Caracas, Venezuela, 1965. Vive y trabaja en París, Francia.

Plano flexionante circular 5 (Circular bending plane 5), 2014

Aluminio, pesos de plomo, nylon, motores, computadora, interfaz electrónica, dimensiones variables. 

En el desarrollo de su propio lenguaje artístico, durante su juventud en Caracas, Crespin se dirigió hacia dos fuentes muy familiares para él: una procede del arte cinético, en especial de la puesta en escena y los movimientos sutiles que caracterizaron la obra de Jesús Rafael Soto; otra, de las esbeltas esculturas móviles elaboradas por su abuela, la célebre artista Gego (Gertrude Goldschmidt), dos referentes del arte venezolano.
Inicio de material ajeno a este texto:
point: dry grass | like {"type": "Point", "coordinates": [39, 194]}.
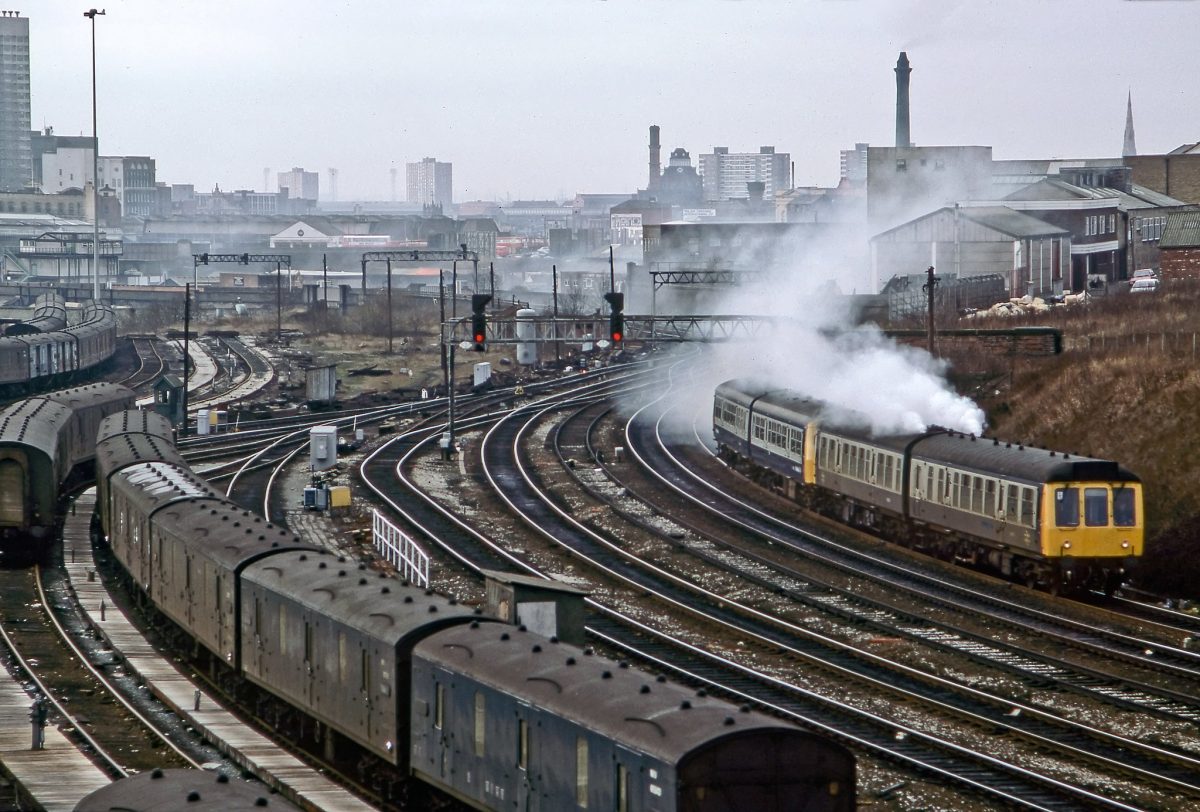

Bajo la denominación de «electrocinética», Crespin usa formas geométricas básicas hechas de alambre delgado, que a su vez están sujetas a motores mediante hilos de nylon casi imperceptibles. Gracias a su formación en tecnología informática, el artista ha podido programar el movimiento de cada forma desde arriba, de manera que la obra se mueve lentamente de acuerdo a una coreografía definida que siempre las devuelve al punto de partida, para volver a empezar todo de nuevo. De alguna forma, la obra de Crespin representa la rearticulación del siglo XXI de los parámetros del arte cinético, que –como movimiento visionario que combinó tecnología y arte visual–, tuvo su apogeo en los años cincuenta y sesenta. Al emplear tecnologías más recientes para transformar fórmulas numéricas en programas que minimizan eficazmente la complejidad del movimiento, su obra parece casi mágica por su capacidad para transformar una visión históricamente utópica del arte en una realidad actual que nos sorprende con sus sutiles complejidades.